La resaca que sufrimos, o sobre la crisis


resaca

Empiezo a estar cansado de observar por todas partes a gente que gasta sus energías y canaliza su frustración buscando culpables a la crisis que estamos sufriendo.  Proyecciones de la sombra, incapacidad para asumir la responsabilidad de los propios actos.

Porque, aunque políticos y banqueros han mostrado el más despiadado de sus rostros, debemos aceptar que esta crisis no es como el cazador furtivo que sorprende a su presa en un descuido.  No, esta crisis es el resultado de nuestra borrachera de los últimos años, de nuestros excesos y desmesuras, de habernos hinchado hasta reventar de todo aquello que intoxica el alma y embota los sentidos…  Nos hemos lanzado a una fiesta continua y salvaje hasta que nuestra naturaleza ha gritado basta, hasta que ya no ha sido posible aguantar más, hasta que se ha acabado el alcohol, se ha acallado la música y nuestro cuerpo ha caído, fruto del agotamiento y la extenuación.

El símil puede parecer desagradable, pero lo encuentro terriblemente acertado.  De hecho, no es la primera ocasión que lo empleo para tratar sobre esta cuestión (https://meditacionesdeldia.wordpress.com/2012/09/29/decrecimiento-material-y-desarrollo-espiritual-para-tiempos-de-crisis/).  Y, ¿por qué me remito de nuevo a él?  Porque, por suerte o por desgracia, todos hemos sufrido en propias carnes –alguna vez- los efectos de un exceso etílico.

Durante la borrachera te sientes eufórico, haces el ridículo pero ni tú ni el resto de compañeros de juerga sois capaces de daros cuenta…  Y, cuando acaba la fiesta, uno se encuentra a solas con el malestar, con el mareo de estómago, con el dolor de cabeza, con la pesadez, con el cansancio, con la vergüenza…

Hay quien corre a la farmacia a buscar analgésicos que le quiten el dolor hasta el próximo viernes por la noche; otros toman un trago para evitar el síndrome de abstinencia, dando así el primer paso por el camino que conduce al alcoholismo; por último, algunos preferimos devolver cuanto hemos bebido, arrojarlo fuera de nosotros para que el cuerpo pueda reponerse con mayor facilidad…  Y aprender la lección para la próxima celebración.

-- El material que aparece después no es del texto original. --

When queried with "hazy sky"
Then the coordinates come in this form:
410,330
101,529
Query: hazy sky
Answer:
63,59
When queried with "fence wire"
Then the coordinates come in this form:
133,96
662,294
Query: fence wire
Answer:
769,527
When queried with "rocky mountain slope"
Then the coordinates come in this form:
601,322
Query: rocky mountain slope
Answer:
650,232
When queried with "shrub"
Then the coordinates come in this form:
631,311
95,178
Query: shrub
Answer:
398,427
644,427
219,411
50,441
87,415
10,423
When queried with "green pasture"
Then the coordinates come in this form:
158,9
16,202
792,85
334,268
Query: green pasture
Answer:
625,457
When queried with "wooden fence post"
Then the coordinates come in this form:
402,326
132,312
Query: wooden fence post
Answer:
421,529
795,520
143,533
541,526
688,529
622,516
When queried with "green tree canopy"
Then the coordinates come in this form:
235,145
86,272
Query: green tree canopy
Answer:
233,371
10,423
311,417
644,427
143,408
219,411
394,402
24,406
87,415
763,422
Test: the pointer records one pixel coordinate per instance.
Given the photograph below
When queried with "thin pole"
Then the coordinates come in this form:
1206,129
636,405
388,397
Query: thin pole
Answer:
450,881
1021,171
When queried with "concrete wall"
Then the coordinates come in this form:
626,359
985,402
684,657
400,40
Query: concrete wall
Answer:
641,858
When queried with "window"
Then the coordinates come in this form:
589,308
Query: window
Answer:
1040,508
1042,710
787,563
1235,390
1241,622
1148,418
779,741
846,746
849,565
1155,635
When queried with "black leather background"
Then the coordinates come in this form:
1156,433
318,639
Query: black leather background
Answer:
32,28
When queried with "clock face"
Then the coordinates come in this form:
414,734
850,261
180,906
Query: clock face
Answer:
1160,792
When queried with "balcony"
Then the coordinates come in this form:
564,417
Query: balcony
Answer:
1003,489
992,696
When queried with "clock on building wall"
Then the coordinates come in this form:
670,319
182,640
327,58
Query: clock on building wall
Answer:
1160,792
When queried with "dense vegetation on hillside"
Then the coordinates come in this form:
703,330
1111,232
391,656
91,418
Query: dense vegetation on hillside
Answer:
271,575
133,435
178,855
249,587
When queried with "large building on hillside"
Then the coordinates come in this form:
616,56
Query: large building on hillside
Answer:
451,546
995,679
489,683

Los bienes materiales, como el vino, son fantásticos –sanos e imprescindibles- en su dosis adecuada…  Pero mortales cuando se comete un exceso, pese a la inicial sensación de alegría y desenfreno.  El veneno está en la dosis…  Y hemos vivido cometiendo excesos.  Como dice Álex Rovira, hemos comprado cosas que no necesitábamos con dinero que no teníamos, para impresionar a personas que –en el fondo- no deberían importarnos lo más mínimo.  Nos hemos dejado llevar por la borrachera del consumo y, ahora que estamos de resacón, nos encontramos con unos políticos y dirigentes que abogan por el analgésico o el trago matutino…  ¿Realmente son incapaces de comprender que ese no es el camino, o simplemente sus propios intereses y dependencias les impide tomar la senda correcta?

Tal vez sería bueno que recuperaran las antiguas sabidurías y escucharan a Hermes Trismegisto cuando gritaba:

“ ¿A dónde corréis, hombres ebrios?  Habéis bebido el vino de la ignorancia y no podéis soportarlo, lo rechazáis ya.  Recuperad la sobriedad y abrid los ojos de vuestro corazón”.

Abramos los ojos de nuestro corazón para contemplar soluciones, y abramos también nuestros labios para compartirlas, inflamar otros corazones y hacerlas realidad.  En nuestras manos está.  En las de nadie más.